A lender’s title insurance policy does not
protect you if you are the purchaser. Before you go to closing,
be sure to inquire about an owner's title insurance policy to protect
your most important investment.
*“Housing and Urban Development Subtitle B – Regulations Relating to Housing and Urban Development Chapter XX – Office of Assistant Secretary for Housing – Federal Housing Commissioner, Department of Housing and Urban Development Part 3500 – Real Estate Settlement Procedures Act
24 CFR 3500.15: Affiliated Business Arrangements
….(2) No person making a referral has required (as defined in 3500.2, “required use”) any person to use any particular provider of settlement services or business incident thereto, except if such person is a lender, for requiring a buyer, borrower or seller to pay for the services of an attorney, credit reporting agency, or real estate appraiser chosen by the lender to represent the lender’s interest in a real estate transaction, or except is such person is an attorney or law firm for arranging for issuance of a title insurance policy for a client, directly as agent or through a separate corporate title insurance agency that may be operated as an adjunct to the law practice of the attorney or law firm, as part of representation of that client in a real estate transaction.

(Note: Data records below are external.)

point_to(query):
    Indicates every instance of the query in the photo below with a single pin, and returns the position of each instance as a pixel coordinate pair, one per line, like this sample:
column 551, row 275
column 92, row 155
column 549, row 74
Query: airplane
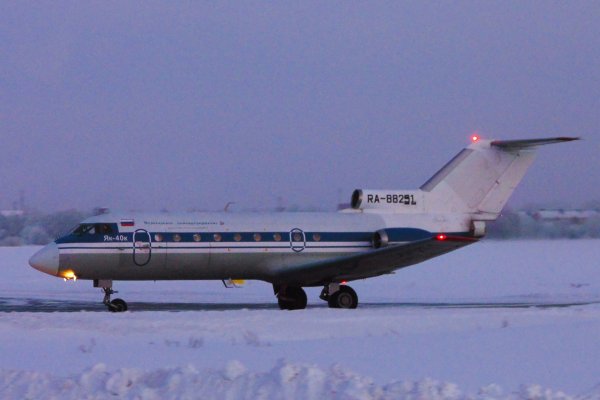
column 381, row 232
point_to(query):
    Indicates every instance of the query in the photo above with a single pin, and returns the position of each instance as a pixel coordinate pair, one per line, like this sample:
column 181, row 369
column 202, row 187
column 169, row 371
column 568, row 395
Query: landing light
column 69, row 275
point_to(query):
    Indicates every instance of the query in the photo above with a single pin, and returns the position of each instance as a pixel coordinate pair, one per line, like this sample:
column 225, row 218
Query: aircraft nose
column 46, row 260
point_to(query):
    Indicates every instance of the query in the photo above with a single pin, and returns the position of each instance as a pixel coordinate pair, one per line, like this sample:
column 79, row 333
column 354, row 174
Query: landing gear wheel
column 117, row 305
column 345, row 297
column 293, row 298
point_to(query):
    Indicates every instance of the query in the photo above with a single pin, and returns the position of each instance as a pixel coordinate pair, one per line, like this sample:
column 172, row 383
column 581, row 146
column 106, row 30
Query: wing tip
column 516, row 144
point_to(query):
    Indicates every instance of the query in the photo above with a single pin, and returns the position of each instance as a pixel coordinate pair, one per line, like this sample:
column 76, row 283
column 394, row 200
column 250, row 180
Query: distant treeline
column 35, row 228
column 527, row 225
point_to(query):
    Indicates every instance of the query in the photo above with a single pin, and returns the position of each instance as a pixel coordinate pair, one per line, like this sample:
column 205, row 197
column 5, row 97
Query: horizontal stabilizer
column 520, row 144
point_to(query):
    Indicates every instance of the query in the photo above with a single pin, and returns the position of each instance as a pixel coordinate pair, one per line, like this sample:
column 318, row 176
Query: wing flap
column 368, row 264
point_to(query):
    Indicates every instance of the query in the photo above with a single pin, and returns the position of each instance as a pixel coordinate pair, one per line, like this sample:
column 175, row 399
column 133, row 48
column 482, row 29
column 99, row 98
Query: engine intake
column 380, row 239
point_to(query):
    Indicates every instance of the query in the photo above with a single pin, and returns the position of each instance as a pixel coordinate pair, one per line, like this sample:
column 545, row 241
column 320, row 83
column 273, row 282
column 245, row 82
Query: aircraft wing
column 521, row 144
column 370, row 263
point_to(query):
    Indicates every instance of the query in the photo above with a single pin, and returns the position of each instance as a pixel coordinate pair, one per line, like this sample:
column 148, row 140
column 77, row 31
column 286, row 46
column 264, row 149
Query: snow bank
column 284, row 381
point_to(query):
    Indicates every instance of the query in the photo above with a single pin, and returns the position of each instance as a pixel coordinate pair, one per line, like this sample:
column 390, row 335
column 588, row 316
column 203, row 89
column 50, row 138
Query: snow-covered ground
column 515, row 319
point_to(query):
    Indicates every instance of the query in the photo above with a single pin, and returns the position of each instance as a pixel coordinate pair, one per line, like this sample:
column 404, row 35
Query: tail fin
column 482, row 177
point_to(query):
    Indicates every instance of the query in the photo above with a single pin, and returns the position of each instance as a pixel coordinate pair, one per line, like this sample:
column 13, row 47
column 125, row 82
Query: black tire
column 117, row 305
column 294, row 298
column 346, row 297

….(c) Definitions. As used in this section:
….(9) Person who is in a position to refer settlement service business means any real estate broker or agent, lender, mortgage broker, builder or developer, attorney, title company, title agent, or other person deriving a significant portion of his or her gross income from providing settlement services.”
Protecting
your Home Investment -
How
can I be sure my property is really mine?
A simple answer: Title insurance. The purchase of your home is
usually the largest single investment you will ever make. When
you purchase a home, you also purchase several types of insurance
coverage to protect your home as well as your personal property.
Homeowner's insurance protects against loss from fire, theft,
or wind damage. Flood insurance protects homeowners against losses
associated with flooding. Title insurance protects against hidden
title hazards and defects that may threaten your financial investment
in your home.
Title Insurance is different from other types of
home insurance and is often misunderstood, but it is definitely
just as important. Title insurance emphasizes on risk prevention
rather than risk assumption and the coverage offers the best possible
protection for yourself and your investment.